I. Einleitung
Das parlamentarische Regierungssystem des Grundgesetzes sieht verschiedene Mechanismen vor, mit denen das Vertrauensverhältnis zwischen Bundesregierung und Bundestag überprüft und gegebenenfalls neu hergestellt werden kann. Zwei besonders wichtige Instrumente sind dabei die Vertrauensfrage (Art. 68 GG) und das konstruktive Misstrauensvotum (Art. 67 GG). Beide dienen der Sicherung der Handlungsfähigkeit der Regierung und spiegeln die politische Verantwortlichkeit des Bundeskanzlers gegenüber dem Parlament wider, verfolgen aber unterschiedliche Zwecke und werden von unterschiedlichen Akteuren initiiert.

1. Allgemeines
Die Vertrauensfrage ist ein Instrument, das allein dem Bundeskanzler zusteht. Mit ihr kann er die politische Unterstützung des Bundestages für seine Regierung überprüfen und feststellen, ob er noch über die erforderliche Mehrheit verfügt. Sie kann nicht nur zur Stabilisierung der Regierungsmehrheit eingesetzt werden, sondern auch taktisch dazu dienen, eine vorzeitige Auflösung des Bundestages und damit Neuwahlen herbeizuführen. Damit berührt die Vertrauensfrage zentrale Prinzipien, insbesondere das Verhältnis zwischen Exekutive und Legislative sowie den Grundsatz der parlamentarischen Verantwortlichkeit der Regierung. Die Rechtsprechung des Bundesverfassungsgerichts hat klargestellt, unter welchen Voraussetzungen eine Vertrauensfrage zulässig ist und wie weit der Handlungsspielraum des Bundeskanzlers reicht.
2. Verfahren

a) Echte Vertrauensfrage
Bei der echten Vertrauensfrage wird gemäß Art. 68 GG zunächst ein Antrag des Bundeskanzlers gestellt, ihm das Vertrauen auszusprechen.
Findet dieser Antrag eine absolute Mehrheit, spricht der Bundestag dem Bundeskanzler also das Vertrauen aus, bleibt die amtierende Regierung mit parlamentarischer Mehrheit im Amt.
Ergibt sich dagegen beim Vertrauensvotum keine Mehrheit für den Bundeskanzler, hat dieser einige Entscheidungsmöglichkeiten.
aa) Vorschlag zur Auflösung des Bundestages
Nach Art. 68 I 1 GG kann der Bundeskanzler nach gescheiterten Vertrauensvotum dem Bundespräsidenten vorschlagen, den Bundestag binnen 21 Tagen auszulösen.
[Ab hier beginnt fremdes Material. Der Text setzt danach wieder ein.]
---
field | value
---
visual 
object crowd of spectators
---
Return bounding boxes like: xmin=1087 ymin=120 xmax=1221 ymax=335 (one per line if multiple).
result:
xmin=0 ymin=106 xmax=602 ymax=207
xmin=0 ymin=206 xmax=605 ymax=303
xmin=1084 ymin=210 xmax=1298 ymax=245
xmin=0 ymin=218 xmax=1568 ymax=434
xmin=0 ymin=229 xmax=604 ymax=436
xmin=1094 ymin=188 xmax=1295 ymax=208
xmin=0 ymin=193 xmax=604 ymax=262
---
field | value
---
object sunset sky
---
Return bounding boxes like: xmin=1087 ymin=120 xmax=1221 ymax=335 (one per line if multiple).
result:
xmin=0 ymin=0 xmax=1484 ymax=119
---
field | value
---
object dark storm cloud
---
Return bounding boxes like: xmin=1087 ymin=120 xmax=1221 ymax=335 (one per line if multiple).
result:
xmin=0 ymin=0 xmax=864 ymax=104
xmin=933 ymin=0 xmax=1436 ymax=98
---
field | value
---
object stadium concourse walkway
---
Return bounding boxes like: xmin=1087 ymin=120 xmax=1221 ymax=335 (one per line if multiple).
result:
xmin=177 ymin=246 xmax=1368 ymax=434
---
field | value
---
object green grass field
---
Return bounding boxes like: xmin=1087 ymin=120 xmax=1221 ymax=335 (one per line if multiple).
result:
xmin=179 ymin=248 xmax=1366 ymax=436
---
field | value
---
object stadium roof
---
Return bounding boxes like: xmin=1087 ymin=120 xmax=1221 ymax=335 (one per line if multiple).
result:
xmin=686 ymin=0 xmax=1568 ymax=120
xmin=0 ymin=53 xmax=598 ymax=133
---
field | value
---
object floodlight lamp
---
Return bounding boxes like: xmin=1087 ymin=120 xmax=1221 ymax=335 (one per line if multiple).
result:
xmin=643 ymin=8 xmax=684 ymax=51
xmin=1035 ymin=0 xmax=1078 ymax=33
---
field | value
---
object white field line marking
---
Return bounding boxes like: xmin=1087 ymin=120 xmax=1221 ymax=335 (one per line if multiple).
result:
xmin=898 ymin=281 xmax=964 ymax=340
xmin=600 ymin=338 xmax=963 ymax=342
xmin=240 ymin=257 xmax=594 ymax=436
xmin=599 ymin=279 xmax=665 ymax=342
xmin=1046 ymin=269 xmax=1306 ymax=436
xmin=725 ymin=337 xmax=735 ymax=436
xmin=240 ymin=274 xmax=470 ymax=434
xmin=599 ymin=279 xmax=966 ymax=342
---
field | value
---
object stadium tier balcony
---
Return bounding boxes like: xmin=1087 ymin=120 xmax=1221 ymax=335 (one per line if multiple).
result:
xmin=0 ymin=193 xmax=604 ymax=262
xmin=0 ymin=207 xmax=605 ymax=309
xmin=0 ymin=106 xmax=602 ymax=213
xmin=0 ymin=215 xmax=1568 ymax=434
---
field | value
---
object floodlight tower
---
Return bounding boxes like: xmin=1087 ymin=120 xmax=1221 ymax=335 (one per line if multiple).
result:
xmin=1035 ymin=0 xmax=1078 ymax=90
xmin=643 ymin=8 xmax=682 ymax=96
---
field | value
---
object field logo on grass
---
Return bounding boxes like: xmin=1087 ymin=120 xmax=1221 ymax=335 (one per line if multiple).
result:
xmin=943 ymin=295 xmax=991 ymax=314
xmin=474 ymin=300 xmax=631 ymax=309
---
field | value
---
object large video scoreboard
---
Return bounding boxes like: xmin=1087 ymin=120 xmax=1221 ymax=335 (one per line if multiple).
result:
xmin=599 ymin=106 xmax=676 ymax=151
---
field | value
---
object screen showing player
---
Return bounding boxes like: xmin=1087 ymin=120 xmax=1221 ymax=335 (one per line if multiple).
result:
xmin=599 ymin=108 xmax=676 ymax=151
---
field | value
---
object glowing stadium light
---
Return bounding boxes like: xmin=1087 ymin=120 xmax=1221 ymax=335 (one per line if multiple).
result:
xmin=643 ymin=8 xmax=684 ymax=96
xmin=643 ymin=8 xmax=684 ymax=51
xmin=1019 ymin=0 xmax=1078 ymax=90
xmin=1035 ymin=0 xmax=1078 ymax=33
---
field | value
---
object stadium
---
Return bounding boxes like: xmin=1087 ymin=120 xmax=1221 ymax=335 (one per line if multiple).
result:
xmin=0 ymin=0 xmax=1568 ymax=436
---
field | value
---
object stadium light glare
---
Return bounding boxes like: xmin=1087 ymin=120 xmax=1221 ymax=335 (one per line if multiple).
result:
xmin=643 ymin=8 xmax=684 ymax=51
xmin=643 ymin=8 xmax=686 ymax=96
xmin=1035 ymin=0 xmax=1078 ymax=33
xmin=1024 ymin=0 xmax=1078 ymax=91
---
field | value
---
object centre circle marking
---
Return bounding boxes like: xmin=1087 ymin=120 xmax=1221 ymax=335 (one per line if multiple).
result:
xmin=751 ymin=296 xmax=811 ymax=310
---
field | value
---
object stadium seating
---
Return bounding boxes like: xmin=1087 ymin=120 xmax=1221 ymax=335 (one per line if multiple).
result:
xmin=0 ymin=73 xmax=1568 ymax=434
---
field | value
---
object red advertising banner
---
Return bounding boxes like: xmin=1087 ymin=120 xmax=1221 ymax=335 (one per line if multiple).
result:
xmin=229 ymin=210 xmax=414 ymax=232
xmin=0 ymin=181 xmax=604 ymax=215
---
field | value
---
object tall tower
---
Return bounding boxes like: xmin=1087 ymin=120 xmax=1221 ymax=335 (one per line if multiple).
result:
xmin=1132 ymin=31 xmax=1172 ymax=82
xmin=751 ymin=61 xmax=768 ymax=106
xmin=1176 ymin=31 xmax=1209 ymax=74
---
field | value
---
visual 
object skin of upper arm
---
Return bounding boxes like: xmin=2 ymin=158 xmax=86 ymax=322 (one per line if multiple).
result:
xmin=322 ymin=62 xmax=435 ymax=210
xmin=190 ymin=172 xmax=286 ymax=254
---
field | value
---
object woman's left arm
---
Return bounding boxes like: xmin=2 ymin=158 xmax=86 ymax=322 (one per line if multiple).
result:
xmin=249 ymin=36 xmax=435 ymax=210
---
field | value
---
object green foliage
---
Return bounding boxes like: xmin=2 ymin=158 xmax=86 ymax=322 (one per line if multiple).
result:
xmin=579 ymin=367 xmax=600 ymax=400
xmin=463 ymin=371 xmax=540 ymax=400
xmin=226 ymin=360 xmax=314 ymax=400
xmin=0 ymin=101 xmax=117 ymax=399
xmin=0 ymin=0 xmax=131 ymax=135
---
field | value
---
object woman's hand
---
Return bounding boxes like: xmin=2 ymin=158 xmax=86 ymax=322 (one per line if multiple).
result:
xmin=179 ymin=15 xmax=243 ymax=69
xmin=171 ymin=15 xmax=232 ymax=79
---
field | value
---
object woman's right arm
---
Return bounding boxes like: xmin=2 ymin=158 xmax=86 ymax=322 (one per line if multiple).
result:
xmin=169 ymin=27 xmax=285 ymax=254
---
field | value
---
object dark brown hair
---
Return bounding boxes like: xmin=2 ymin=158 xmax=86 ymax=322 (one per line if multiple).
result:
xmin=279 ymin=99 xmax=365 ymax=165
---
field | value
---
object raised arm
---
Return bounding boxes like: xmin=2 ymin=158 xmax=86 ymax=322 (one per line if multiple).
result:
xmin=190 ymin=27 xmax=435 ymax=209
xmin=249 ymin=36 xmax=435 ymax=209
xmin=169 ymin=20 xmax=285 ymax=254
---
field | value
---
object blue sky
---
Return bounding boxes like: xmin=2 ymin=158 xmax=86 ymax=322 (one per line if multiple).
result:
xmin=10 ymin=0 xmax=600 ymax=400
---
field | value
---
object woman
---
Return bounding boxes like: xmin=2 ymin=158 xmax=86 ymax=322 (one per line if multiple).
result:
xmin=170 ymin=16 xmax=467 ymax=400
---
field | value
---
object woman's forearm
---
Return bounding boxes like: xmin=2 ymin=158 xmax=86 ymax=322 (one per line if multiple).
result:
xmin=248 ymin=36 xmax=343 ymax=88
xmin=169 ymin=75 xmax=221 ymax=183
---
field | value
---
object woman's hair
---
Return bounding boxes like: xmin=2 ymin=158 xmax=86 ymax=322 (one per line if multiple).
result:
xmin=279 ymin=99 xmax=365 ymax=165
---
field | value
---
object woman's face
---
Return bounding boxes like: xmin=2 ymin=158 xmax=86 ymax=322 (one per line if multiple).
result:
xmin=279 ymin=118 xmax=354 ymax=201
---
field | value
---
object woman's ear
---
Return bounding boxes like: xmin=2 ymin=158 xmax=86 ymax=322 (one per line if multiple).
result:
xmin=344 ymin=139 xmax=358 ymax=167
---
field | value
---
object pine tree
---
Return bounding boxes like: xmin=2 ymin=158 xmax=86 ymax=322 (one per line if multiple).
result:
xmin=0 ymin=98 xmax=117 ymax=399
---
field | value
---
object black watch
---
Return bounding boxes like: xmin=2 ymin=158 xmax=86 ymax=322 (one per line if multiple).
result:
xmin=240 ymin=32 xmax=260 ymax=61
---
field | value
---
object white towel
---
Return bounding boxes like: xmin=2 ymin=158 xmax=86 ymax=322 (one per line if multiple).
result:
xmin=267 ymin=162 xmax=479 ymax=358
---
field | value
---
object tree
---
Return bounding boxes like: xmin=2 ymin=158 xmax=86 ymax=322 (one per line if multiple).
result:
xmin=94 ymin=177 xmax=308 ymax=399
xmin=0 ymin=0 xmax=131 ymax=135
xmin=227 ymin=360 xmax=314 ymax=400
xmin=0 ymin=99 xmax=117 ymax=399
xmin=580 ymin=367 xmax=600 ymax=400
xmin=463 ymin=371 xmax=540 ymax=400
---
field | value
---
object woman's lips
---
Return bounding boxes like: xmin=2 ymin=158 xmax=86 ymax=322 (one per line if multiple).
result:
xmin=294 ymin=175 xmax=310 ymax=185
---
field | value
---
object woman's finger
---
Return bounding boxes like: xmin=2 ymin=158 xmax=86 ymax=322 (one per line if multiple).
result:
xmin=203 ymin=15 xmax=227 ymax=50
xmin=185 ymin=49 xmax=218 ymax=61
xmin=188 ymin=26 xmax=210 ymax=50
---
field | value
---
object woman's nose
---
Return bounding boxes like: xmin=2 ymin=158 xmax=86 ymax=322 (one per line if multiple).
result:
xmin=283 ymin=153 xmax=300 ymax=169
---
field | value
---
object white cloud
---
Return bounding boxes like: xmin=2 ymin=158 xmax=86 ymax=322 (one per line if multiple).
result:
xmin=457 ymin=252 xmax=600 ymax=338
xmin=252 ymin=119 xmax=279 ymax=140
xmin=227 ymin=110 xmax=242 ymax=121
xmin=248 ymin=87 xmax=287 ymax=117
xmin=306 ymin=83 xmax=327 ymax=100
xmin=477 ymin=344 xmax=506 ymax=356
Die Folge ist eine Neuwahl des Bundestages, also eine neue Bundeswahl. Voraussetzung dafür nach Rechtsprechung des Bundesverfassungsgerichts das Vorliegen einer “politisch instabilen Lage”. Hierbei besteht ein gewisser Beurteilungsspielraum des Bundespräsidenten und Bundeskanzlers.
Beispiel
Nach mehreren parteiinternen Konflikten und umstrittenen Gesetzesvorhaben schwindet die Unterstützung für Bundeskanzlerin X innerhalb der Regierungskoalition. Ein zentrales Reformgesetz scheitert im Bundestag knapp an der eigenen Mehrheit. Um zu prüfen, ob sie noch den Rückhalt der Mehrheit der Abgeordneten besitzt und gegebenenfalls Neuwahlen zu ermöglichen, stellt die Kanzlerin die Vertrauensfrage gemäß Art. 68 GG.
In der Bundestagssitzung bittet sie die Abgeordneten um ein Vertrauensvotum. Bei der Abstimmung erhält sie nicht die erforderliche Mehrheit der Mitglieder des Bundestages. Daraufhin schlägt sie dem Bundespräsidenten vor, den Bundestag aufzulösen. Der Bundespräsident macht von seinem Ermessen Gebrauch und löst den Bundestag tatsächlich auf. Dadurch kommt es zu Neuwahlen, bei denen die Regierungsmehrheiten neu bestimmt werden.
Gemäß Art. 68 I 2 GG erlischt dieses Recht, sobald der Bundestag mit der Mehrheit seiner Mitglieder einen neuen Bundeskanzler wählt.
bb) Rücktritt des Bundeskanzlers
Neben dem Auflösungsgesuch besteht auch die Möglichkeit des Bundeskanzlers zurückzutreten.
Dies führt nicht zu einer Auflösung des Bundestages, sondern zu einer Neuwahl des Bundeskanzlers gemäß Art. 63 GG.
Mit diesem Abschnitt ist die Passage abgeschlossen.